Get in control.  Cheesy photo description, no?(That’s just a cool song and I’m in the mood for a little David Bowie.  Humor me.)

I’ve learned a lot in my frequent visits to the Joslin Clinic over the last six months or so, which just goes to show that it doesn’t matter how long you’ve had diabetes – there’s always something new to learn.  As I was preparing for pregnancy, there was a lot of focus on blood sugar control, and frequent monitoring.  That, I knew.

But what I didn’t realize was how often I should have been checking my meter with control solution.  

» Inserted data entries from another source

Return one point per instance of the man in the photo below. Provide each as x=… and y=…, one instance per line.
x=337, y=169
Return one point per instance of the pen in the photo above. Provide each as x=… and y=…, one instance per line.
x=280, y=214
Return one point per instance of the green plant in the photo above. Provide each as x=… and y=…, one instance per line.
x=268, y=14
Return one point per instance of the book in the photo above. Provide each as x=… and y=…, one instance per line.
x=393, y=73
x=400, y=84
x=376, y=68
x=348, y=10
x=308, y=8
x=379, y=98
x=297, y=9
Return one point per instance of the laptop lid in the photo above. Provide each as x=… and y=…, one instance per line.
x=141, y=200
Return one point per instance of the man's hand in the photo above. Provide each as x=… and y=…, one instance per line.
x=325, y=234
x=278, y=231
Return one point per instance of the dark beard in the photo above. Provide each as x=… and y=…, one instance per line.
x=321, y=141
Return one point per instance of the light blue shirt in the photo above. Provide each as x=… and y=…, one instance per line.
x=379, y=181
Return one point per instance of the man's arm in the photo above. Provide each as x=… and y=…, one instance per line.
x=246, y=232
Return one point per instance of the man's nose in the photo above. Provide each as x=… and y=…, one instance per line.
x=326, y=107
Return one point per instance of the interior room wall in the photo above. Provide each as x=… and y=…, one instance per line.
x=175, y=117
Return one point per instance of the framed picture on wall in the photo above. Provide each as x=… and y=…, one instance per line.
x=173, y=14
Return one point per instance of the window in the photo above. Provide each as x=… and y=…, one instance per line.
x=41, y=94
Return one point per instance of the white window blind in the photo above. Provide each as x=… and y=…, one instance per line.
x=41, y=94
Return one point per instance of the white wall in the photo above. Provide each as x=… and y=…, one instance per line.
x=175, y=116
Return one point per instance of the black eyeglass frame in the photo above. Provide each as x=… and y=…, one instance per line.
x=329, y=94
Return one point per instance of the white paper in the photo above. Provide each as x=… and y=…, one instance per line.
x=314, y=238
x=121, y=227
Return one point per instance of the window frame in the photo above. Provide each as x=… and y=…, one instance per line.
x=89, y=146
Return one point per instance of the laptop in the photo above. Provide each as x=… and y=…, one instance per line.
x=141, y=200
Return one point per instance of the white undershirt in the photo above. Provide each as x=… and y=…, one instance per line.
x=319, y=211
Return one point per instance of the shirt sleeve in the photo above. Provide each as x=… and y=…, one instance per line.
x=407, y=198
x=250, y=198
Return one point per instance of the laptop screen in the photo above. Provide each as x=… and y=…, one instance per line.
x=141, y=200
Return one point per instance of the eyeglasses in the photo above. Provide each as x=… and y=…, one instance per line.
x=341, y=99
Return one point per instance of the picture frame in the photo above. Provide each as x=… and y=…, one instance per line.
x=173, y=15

I have to be honest:  Before Joslin told me to get my act together re: using control solution, I never used it.  Ever.  It would come in the meter kits when I first opened them and it was the first thing I removed.  I ran on the assumption that my meter was the diabetes equivalent of “the customer” – it was always right.

The Joslin CDE disagreed.

“No, you need to be checking the accuracy of your meter with the control solution at least once a week, Kerri.  That’s important to make sure everything is in range.  Think about it – you’re dosing insulin based on these results, and you’re calibrating your Dexcom, too.  Don’t you want to make sure the numbers are accurate?”

Good point.  But how naïve am I to assume that the numbers ARE accurate?  Sometimes I get a result on the meter that I know is way off, and I usually test again to see what the deal is.  But I never thought to bust out the control solution to keep tabs on the accuracy, as well.  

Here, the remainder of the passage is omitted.